Machine learning, the process of training machines to automatically learn from data and make decisions, is being increasingly applied to the fields of healthcare and medical diagnostics. This paper is a state-of-the-art review of machine-learning-based prediction modelling in primary care with a focus on analyzing the current methods available and identifying the challenges and future development opportunities. Machine learning technologies are enabling advanced predictive predictions and data-based decisions to improve practice in primary care, but more development and optimization is needed to make these practices more broadly applicable to primary care settings.
MDPI is a global open access publisher that publishes peer-reviewed journals across all disciplines. On top of their research-oriented activities, they publish books and advocate interdisciplinary collaborations and approaches towards addressing the most pressing global issues. MDPI has a range of services to support authors, such as helpful copy-editing and formatting services, to ensure a high-quality and journal-compliance level of their published materials. They also have automated editorial and publication systems for efficient and precise management of the entire publication process, which greatly reduces paperwork and costs.

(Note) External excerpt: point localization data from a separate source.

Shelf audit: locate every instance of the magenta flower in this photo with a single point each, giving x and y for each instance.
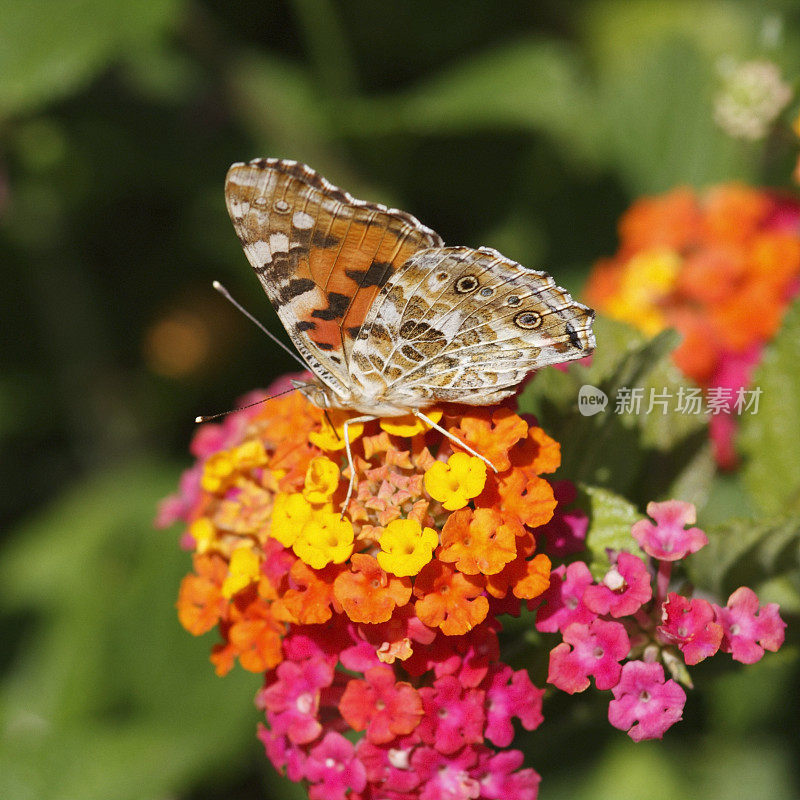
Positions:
(563, 602)
(292, 701)
(453, 715)
(282, 753)
(389, 767)
(667, 540)
(691, 625)
(596, 650)
(746, 630)
(333, 769)
(178, 506)
(644, 703)
(519, 699)
(623, 590)
(446, 777)
(385, 708)
(566, 531)
(501, 782)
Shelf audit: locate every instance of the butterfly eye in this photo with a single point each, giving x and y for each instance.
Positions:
(528, 320)
(466, 284)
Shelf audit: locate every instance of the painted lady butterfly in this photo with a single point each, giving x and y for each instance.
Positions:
(388, 319)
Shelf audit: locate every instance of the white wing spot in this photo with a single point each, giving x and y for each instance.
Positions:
(279, 243)
(302, 220)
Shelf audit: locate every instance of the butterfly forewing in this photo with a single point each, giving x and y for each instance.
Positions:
(321, 256)
(382, 312)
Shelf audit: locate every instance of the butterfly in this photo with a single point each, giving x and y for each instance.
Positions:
(388, 319)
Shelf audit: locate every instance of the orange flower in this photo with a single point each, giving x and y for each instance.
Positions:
(526, 578)
(448, 599)
(200, 600)
(491, 432)
(536, 453)
(481, 541)
(368, 594)
(528, 497)
(258, 642)
(310, 597)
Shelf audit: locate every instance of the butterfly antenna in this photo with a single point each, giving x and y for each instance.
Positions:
(227, 295)
(209, 417)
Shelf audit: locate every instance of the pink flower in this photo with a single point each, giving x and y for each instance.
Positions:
(385, 708)
(503, 701)
(282, 753)
(472, 655)
(453, 716)
(177, 506)
(292, 701)
(446, 777)
(667, 540)
(623, 590)
(333, 769)
(566, 531)
(746, 630)
(501, 782)
(563, 601)
(596, 650)
(691, 625)
(389, 766)
(644, 704)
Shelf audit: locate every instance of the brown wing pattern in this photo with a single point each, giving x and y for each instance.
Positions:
(321, 255)
(467, 325)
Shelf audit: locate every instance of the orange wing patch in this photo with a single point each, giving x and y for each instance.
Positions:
(321, 255)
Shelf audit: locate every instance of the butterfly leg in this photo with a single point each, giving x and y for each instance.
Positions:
(346, 434)
(464, 445)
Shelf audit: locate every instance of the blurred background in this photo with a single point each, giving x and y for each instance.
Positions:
(526, 126)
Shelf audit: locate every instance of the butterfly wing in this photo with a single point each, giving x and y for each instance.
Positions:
(463, 325)
(321, 255)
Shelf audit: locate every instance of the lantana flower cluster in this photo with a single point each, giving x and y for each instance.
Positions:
(623, 629)
(721, 267)
(382, 620)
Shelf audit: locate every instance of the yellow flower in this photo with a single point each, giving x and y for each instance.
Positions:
(454, 483)
(204, 533)
(289, 514)
(325, 538)
(249, 455)
(405, 547)
(219, 469)
(322, 480)
(243, 569)
(649, 276)
(408, 425)
(332, 438)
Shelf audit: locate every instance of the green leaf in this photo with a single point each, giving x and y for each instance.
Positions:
(104, 695)
(770, 439)
(641, 456)
(529, 85)
(50, 50)
(749, 553)
(657, 77)
(610, 521)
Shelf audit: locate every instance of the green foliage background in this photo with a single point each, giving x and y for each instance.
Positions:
(527, 126)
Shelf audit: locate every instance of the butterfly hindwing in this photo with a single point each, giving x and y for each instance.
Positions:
(467, 325)
(321, 256)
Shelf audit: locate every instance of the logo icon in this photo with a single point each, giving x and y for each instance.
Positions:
(591, 400)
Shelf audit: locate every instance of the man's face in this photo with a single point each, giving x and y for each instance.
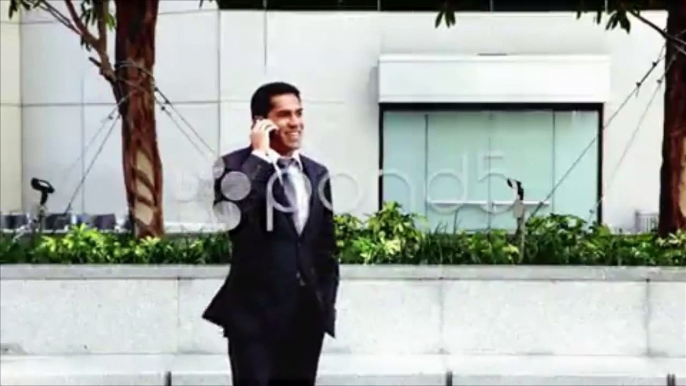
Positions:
(286, 113)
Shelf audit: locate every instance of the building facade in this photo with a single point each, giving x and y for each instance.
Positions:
(434, 118)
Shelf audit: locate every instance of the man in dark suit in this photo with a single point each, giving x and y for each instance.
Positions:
(278, 300)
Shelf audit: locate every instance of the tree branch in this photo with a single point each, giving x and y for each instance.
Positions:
(47, 7)
(101, 9)
(82, 28)
(680, 44)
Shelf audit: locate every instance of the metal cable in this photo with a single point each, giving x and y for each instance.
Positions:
(594, 209)
(601, 132)
(95, 157)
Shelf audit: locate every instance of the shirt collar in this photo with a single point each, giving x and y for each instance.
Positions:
(296, 155)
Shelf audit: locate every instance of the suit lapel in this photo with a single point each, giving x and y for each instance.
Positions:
(313, 204)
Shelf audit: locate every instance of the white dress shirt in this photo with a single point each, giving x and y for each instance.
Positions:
(297, 175)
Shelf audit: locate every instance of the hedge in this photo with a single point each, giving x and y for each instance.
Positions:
(389, 236)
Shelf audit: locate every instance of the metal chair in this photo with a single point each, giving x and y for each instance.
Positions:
(14, 221)
(104, 221)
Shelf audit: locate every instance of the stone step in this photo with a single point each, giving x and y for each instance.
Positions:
(342, 369)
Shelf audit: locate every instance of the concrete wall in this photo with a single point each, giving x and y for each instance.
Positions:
(558, 311)
(209, 63)
(10, 111)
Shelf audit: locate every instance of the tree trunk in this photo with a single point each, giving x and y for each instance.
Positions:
(134, 88)
(673, 173)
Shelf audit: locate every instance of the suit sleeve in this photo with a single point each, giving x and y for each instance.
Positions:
(251, 207)
(330, 271)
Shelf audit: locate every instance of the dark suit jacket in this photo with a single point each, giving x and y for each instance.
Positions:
(257, 295)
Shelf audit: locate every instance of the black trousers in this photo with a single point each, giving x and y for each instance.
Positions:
(291, 360)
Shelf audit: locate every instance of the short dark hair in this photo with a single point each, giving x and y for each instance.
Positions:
(261, 101)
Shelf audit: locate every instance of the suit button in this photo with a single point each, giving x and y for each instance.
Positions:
(300, 280)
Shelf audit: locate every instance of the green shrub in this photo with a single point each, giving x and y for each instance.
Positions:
(388, 236)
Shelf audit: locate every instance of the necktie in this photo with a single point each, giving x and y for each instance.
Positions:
(289, 189)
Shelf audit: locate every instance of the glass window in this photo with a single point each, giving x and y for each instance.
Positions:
(452, 166)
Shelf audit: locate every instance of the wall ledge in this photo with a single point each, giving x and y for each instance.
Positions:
(354, 272)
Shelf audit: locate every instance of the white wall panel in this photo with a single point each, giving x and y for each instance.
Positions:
(187, 57)
(39, 16)
(51, 146)
(4, 13)
(521, 33)
(495, 79)
(336, 66)
(175, 6)
(10, 62)
(235, 126)
(52, 64)
(10, 158)
(242, 45)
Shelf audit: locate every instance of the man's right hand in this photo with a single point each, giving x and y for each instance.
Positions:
(259, 134)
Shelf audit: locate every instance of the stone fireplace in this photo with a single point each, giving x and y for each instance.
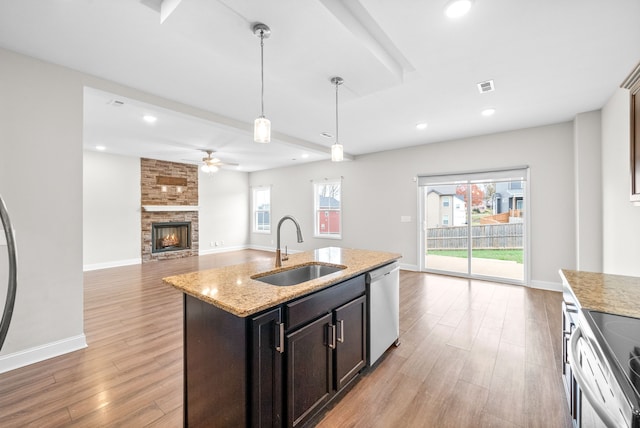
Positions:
(171, 236)
(169, 200)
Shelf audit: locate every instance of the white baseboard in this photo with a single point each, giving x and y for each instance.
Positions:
(40, 353)
(116, 263)
(545, 285)
(202, 252)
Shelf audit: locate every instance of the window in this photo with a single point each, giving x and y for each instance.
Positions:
(262, 209)
(327, 195)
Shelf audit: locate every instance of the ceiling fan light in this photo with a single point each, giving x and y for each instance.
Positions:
(262, 130)
(337, 153)
(457, 8)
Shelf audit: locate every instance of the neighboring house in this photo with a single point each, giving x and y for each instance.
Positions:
(509, 195)
(328, 215)
(507, 203)
(445, 207)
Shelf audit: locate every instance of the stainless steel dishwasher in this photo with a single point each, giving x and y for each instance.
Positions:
(383, 292)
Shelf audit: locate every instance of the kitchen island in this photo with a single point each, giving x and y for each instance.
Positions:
(262, 355)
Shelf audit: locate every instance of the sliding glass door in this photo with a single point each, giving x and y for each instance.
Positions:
(474, 224)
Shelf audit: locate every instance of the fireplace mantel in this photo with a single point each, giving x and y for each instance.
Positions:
(168, 208)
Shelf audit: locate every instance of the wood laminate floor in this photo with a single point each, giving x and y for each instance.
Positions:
(472, 353)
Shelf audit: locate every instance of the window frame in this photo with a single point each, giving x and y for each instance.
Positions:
(316, 208)
(254, 210)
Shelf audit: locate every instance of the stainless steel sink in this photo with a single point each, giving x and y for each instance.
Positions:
(299, 274)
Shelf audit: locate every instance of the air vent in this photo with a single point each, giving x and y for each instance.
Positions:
(486, 86)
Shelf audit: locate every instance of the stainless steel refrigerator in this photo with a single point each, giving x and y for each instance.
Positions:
(8, 269)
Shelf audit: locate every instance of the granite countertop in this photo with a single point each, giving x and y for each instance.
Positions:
(615, 294)
(231, 288)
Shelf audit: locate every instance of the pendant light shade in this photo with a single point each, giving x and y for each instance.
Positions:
(262, 130)
(262, 125)
(337, 152)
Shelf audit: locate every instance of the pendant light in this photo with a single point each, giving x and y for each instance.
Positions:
(337, 153)
(262, 125)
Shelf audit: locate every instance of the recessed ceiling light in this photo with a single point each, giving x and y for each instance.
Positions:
(457, 8)
(149, 118)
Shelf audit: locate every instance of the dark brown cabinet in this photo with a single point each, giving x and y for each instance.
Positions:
(276, 368)
(309, 370)
(266, 369)
(351, 351)
(322, 357)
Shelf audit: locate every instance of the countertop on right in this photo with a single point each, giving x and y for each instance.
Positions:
(614, 294)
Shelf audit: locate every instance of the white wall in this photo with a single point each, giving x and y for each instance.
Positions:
(588, 190)
(621, 219)
(379, 188)
(41, 182)
(111, 210)
(224, 210)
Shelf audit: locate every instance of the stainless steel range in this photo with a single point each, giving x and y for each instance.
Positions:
(604, 354)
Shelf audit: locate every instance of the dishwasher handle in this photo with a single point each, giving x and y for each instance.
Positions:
(377, 274)
(585, 386)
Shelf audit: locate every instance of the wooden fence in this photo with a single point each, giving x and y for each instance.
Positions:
(487, 236)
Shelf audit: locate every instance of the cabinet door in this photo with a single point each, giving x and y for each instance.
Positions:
(309, 368)
(351, 354)
(266, 369)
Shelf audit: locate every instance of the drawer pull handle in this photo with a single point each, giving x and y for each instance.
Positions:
(280, 337)
(341, 331)
(332, 332)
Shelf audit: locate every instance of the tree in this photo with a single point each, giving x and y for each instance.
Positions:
(477, 194)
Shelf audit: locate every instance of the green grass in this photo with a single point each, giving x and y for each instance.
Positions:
(510, 255)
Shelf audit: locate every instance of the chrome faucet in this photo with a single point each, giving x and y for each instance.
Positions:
(278, 257)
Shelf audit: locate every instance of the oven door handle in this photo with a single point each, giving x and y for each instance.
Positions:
(587, 389)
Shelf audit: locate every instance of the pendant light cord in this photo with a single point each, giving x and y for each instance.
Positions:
(262, 73)
(337, 83)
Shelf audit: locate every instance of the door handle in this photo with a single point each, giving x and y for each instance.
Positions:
(341, 331)
(280, 337)
(332, 333)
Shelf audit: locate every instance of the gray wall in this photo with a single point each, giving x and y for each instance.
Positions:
(111, 210)
(41, 182)
(224, 210)
(379, 188)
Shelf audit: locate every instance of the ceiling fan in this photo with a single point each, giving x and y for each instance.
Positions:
(213, 164)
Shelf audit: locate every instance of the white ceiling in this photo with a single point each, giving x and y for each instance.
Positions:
(403, 62)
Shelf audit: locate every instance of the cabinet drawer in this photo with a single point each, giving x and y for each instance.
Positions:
(310, 307)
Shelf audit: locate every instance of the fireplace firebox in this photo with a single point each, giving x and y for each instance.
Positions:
(171, 236)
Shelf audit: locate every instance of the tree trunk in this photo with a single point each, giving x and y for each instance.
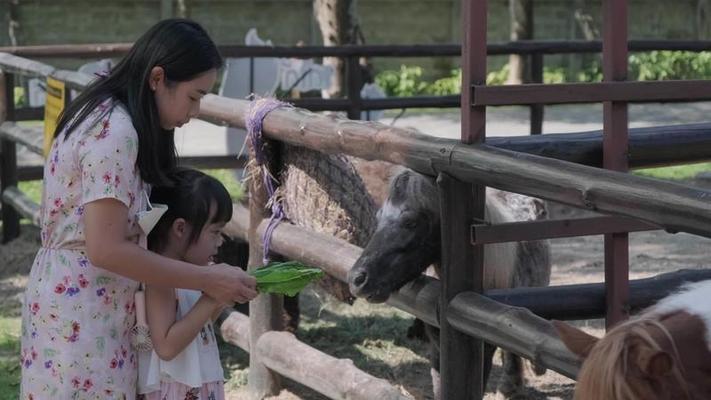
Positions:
(521, 12)
(337, 22)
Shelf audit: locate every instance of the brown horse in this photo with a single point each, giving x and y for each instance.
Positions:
(663, 354)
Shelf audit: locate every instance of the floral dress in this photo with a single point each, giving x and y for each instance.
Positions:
(76, 316)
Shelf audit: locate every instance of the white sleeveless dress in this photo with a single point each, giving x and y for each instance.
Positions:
(195, 373)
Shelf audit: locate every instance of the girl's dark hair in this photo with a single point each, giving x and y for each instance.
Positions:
(189, 196)
(184, 50)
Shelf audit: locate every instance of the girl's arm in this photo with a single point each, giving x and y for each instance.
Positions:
(169, 336)
(109, 246)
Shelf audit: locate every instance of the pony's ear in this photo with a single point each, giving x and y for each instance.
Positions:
(654, 363)
(577, 341)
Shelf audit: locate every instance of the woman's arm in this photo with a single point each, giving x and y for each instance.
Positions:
(169, 336)
(109, 247)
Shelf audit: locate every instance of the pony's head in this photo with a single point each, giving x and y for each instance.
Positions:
(635, 360)
(405, 242)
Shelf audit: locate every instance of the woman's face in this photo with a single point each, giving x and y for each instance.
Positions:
(179, 101)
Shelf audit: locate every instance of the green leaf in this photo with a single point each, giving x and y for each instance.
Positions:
(288, 278)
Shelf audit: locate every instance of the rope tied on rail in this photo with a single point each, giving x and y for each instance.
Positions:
(258, 110)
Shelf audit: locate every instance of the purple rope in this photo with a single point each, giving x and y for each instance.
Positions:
(258, 110)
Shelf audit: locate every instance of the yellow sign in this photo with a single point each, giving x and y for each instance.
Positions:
(53, 106)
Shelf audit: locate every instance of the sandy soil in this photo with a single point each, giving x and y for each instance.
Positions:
(575, 260)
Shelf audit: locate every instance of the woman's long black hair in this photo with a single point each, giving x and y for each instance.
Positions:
(184, 50)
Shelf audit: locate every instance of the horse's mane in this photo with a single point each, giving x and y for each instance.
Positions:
(604, 374)
(421, 191)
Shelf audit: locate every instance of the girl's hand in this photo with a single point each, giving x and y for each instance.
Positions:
(227, 284)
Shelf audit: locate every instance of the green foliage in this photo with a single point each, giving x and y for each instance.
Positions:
(665, 65)
(287, 278)
(653, 65)
(675, 173)
(447, 86)
(403, 83)
(20, 97)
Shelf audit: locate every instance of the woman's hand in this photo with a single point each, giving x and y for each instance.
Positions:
(227, 284)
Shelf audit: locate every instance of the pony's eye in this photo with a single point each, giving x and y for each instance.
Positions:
(410, 223)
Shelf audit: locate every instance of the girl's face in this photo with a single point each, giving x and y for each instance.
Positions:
(178, 102)
(202, 251)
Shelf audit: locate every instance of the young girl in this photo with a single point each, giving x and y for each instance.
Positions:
(112, 142)
(185, 363)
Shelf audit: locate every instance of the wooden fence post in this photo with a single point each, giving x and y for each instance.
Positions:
(265, 311)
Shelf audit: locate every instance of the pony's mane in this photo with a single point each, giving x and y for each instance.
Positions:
(419, 191)
(604, 373)
(407, 186)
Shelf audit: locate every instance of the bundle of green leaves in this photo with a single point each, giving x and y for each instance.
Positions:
(288, 278)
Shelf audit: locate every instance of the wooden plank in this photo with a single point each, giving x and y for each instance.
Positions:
(265, 311)
(29, 114)
(22, 66)
(559, 228)
(355, 83)
(421, 297)
(513, 328)
(615, 149)
(214, 162)
(565, 93)
(73, 79)
(335, 378)
(99, 50)
(648, 147)
(673, 206)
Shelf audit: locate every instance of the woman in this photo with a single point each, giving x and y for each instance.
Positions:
(111, 144)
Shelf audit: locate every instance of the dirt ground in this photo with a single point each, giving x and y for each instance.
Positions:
(575, 260)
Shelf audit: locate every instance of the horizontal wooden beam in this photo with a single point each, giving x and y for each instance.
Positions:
(73, 79)
(31, 138)
(648, 147)
(23, 66)
(99, 50)
(28, 114)
(27, 208)
(673, 206)
(550, 229)
(214, 162)
(632, 92)
(515, 329)
(335, 378)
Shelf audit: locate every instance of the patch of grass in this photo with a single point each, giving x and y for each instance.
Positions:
(9, 358)
(675, 173)
(372, 335)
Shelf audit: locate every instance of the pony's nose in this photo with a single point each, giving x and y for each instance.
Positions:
(360, 279)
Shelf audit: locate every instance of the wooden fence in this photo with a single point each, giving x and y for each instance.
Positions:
(514, 164)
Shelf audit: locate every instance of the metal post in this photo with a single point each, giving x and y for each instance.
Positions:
(462, 357)
(8, 164)
(615, 155)
(355, 83)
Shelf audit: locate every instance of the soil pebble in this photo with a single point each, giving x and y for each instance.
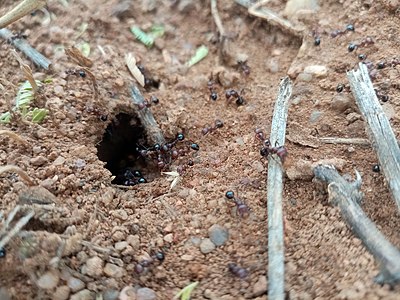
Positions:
(145, 294)
(207, 246)
(48, 280)
(218, 234)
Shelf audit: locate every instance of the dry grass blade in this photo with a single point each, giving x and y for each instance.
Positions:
(17, 228)
(19, 171)
(131, 63)
(27, 72)
(14, 136)
(21, 10)
(78, 57)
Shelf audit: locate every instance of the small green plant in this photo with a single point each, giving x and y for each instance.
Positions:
(148, 38)
(200, 54)
(184, 294)
(23, 101)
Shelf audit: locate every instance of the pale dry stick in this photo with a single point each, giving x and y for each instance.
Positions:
(276, 256)
(257, 10)
(346, 141)
(19, 171)
(382, 137)
(37, 58)
(347, 196)
(153, 131)
(21, 10)
(14, 136)
(17, 228)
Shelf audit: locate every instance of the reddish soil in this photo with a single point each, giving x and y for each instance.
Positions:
(77, 232)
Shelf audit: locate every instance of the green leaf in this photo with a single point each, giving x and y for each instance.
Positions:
(200, 54)
(185, 293)
(142, 36)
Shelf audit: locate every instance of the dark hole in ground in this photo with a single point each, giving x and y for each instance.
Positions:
(118, 149)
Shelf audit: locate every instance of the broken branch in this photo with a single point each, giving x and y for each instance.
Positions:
(382, 138)
(347, 196)
(276, 257)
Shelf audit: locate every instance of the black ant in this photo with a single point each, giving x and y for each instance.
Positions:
(148, 103)
(229, 94)
(242, 209)
(338, 32)
(237, 270)
(211, 88)
(244, 67)
(76, 72)
(267, 149)
(209, 129)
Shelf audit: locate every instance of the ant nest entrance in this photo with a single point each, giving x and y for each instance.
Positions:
(119, 149)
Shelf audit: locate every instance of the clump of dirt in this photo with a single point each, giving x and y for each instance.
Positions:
(98, 239)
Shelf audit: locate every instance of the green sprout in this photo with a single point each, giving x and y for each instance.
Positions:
(23, 100)
(200, 54)
(184, 294)
(148, 38)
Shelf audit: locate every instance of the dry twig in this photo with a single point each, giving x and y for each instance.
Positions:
(21, 10)
(347, 196)
(276, 257)
(382, 138)
(25, 48)
(153, 131)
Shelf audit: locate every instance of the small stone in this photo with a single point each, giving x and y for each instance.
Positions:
(38, 161)
(120, 246)
(317, 71)
(146, 294)
(127, 293)
(207, 246)
(218, 234)
(83, 295)
(260, 287)
(110, 295)
(75, 284)
(169, 238)
(48, 280)
(94, 267)
(114, 271)
(61, 293)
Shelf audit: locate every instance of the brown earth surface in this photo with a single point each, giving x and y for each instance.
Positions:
(88, 235)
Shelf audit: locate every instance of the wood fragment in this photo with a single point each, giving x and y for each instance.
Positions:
(22, 45)
(382, 137)
(346, 141)
(21, 10)
(153, 131)
(276, 257)
(347, 196)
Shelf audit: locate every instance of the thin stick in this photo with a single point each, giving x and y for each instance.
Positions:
(153, 131)
(346, 141)
(382, 138)
(347, 196)
(17, 228)
(25, 48)
(21, 10)
(19, 171)
(276, 257)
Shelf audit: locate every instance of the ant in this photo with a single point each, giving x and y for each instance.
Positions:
(148, 103)
(267, 149)
(338, 32)
(213, 93)
(237, 270)
(364, 43)
(242, 209)
(209, 129)
(229, 94)
(76, 72)
(242, 65)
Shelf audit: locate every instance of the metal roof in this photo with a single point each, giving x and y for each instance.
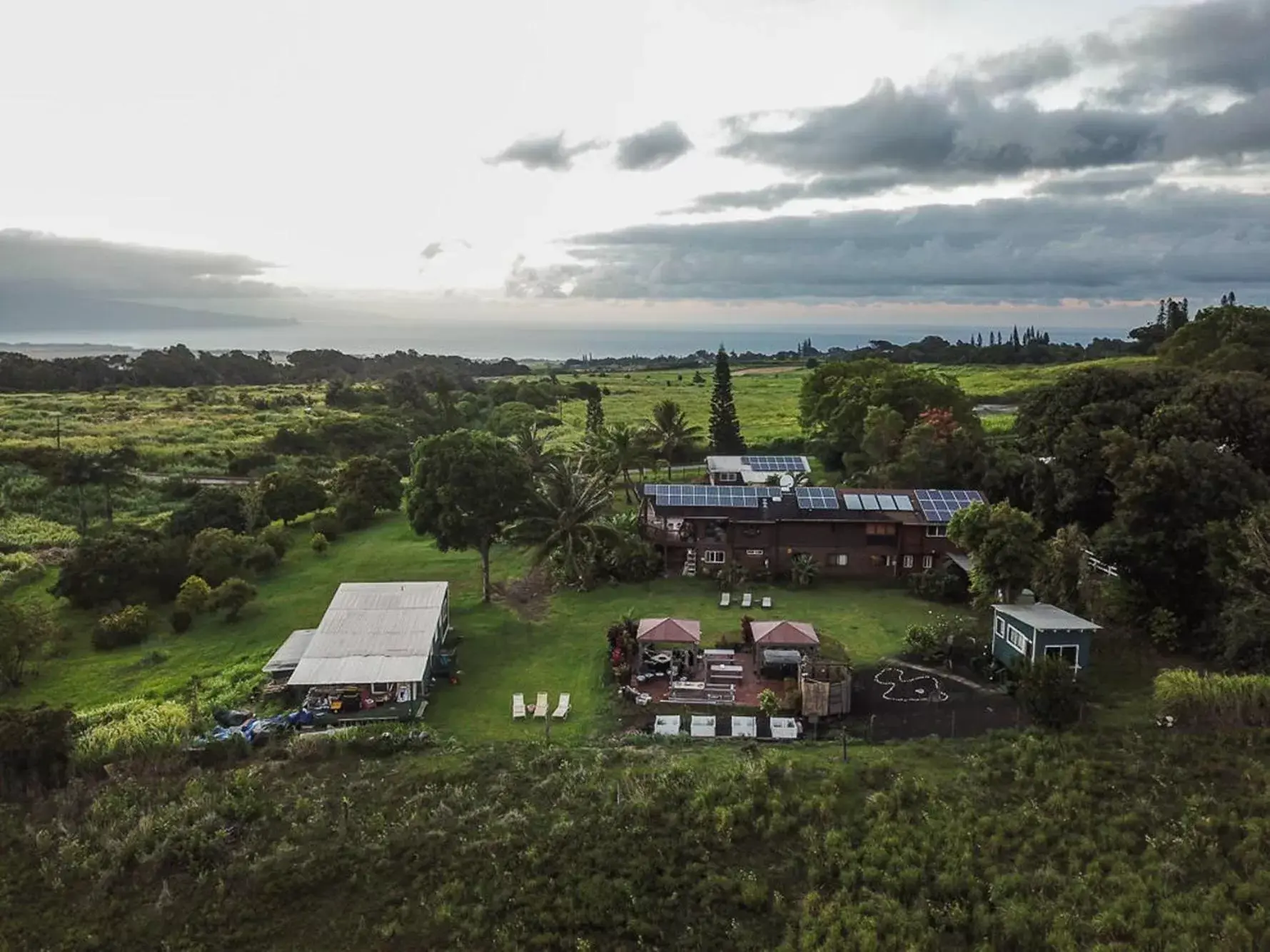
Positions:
(1046, 617)
(380, 631)
(287, 657)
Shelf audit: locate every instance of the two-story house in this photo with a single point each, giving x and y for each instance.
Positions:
(850, 532)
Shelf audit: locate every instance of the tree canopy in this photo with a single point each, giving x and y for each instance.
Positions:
(465, 487)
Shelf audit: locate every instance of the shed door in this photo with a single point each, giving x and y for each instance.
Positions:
(1069, 653)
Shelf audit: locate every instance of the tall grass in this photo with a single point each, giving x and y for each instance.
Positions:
(130, 730)
(1227, 699)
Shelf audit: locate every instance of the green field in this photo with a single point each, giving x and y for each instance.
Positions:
(500, 653)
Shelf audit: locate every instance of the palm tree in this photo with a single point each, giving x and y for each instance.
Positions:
(671, 432)
(618, 450)
(565, 520)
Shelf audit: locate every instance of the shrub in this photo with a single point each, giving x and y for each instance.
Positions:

The person mentioned in this article is Jean-Baptiste Poullet-Audet, a postdoctoral student at the Luxembourg School of Business who is also affiliated with McGill University. His research focuses on using predictive modelling to improve diagnostics, health care management, and risk prediction. He is particularly interested in the development and application of artificial intelligence tools in the medical field, such as using machine learning models for multi-modal prediction tasks and for predicting outcomes from a variety of medical data modalities. Additionally, he is interested in understanding the ethical implications of the use and development of these artificial intelligence-based tools.